No sooner had the latest adaptation of Charles Dickens’ Great Expectations turned up in movie theaters, then the chorus of critic groans could be heard, something to the effect of, not another one. But would these exasperated movie reviewers say the same of yet another Shakespearean production, say of Hamlet?
Not likely, to say the least. The very notion of an immortal classic being its application in spirit, sensibility and yes, politics to any era. And Great Expectations could not be more relevant in its ironic title alone to this age of economic crisis in capitalism and the trauma of systemic downward class mobility. And yes, even those naysayer careerist critics – caught up in their own financial dilemma within struggling commercial media downsizing and layoffs that have seen their numbers dwindle.
So what has Mike Newell’s new screen adaptation brought to the table – a director (Prince Of Persia, Indiana Jones) who has perhaps seen his own expectations in Hollywood shaken lately. Well, plenty actually. And quite related to notions parallel in our own time to the human canvas back then, and the influence of social and economic upheaval itself on dramatic forms.
In effect, with traditional classic configurations grounded in religion, predictability and fate narrowly defining narrative structure up until then. That is, until writers like Dickens under the sway of primitive capitalism and class uncertainty, unleashed both the erratically and turbulently brutal and comical in storytelling. Along with an unrelenting novel narrative tension that might be characterized as impromptu existentialism.
And a period of primitive capitalism in the 19th century that Dickens both captured and was caught up in – replacing the social stability under feudalism, however oppressive – that gave way to the horrors of the Industrial Revolution. And the Victorian new market economy tossing serfs off the land and into the chaotic cities, stripping them of any sense of future or even survival.
And it is within this uncertain and besieged world that Great Expectations imperiled protagonist Pip (Jeremy Irvine) is cast adrift, his endangered fortunes or even sense of self perpetually tenuous. While intellect and cunning replace custom and feudal tradition by necessity. With identity a mere tool, indeed sharpened weapon of survival to be made up as you go along, in aspiring to the newly emerging, ruthlessly competitive middle class.
Which strangely to perhaps audiences today, rendered Dickens contemporary Karl Marx – living in England at the time – an enthusiastic ideological admirer of the popular writer. Marx wrote about Dickens:
‘…The present splendid brotherhood of fiction-writers in England, whose graphic and eloquent pages have issued to the world more political and social truths than have been uttered by all the professional politicians, publicists and moralists put together, have described every section of the middle class, from the “highly genteel” annuitant and fundholder who looks upon all sorts of business as vulgar, to the little shopkeeper and lawyer’s clerk.

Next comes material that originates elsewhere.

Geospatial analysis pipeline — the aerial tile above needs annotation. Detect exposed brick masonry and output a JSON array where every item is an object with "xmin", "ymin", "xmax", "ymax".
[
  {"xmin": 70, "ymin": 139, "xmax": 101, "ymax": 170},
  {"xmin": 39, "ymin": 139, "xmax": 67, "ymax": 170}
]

And how have Dickens and Thackeray, Miss Bronte and Mrs. Gaskell painted them? As full of presumption, affectation, petty tyranny and ignorance; and the civilized world have confirmed their verdict with the damning epigram that it has fixed to this class, that “they are servile to those above, and tyrannical to those beneath them..” .’
Though where Marx sharply parted ways with Dickens, pertained to potential solutions. And with Dickens, while sympathetic to the plight of the masses, fearing their power should their pent up rage be released. And advocating charity rather than social struggle, while Marx famously prescribed losing those chain as the cure.
And in this manner, persistent themes that apply in many senses today, are vividly at the core of Dickens, and of Newell’s film adaptation. Which bypasses Hollywood glitter and gloss for intense naked emotions and raw truths, however delightfully hyper-eccentric and coarse the characters.
As such, class divisions and clashes abound in astutely telling, predatory ways. And money always lurks about, as that Faustian, eternal elephant in the room. Overshadowing the stubborn, symbolically laden twisted figure of Miss Havisham (magnificently conveyed by Helena Bonham Carter). A literally rotting aristocracy, both clinging to and imprisoned in a disappearing and ruined past visualized in her rotting wedding cake and stopped clocks.
All of which conveys in Newell’s latest interpretation of Dickens and Great Expectations on screen, an enormously engaging achievement that is absorbing and relevant to our somewhat comparably precarious hard times. And with credit as well to Ralph Fiennes’ intensely stunning and unsettling performance as the socially victimized, scorned savior Magwitch. While in yet another curious irony on hand, Fiennes upstaging himself these past weeks over his far less impressive and diluted turn as Dickens himself, in the Fiennes directed The Invisible Woman.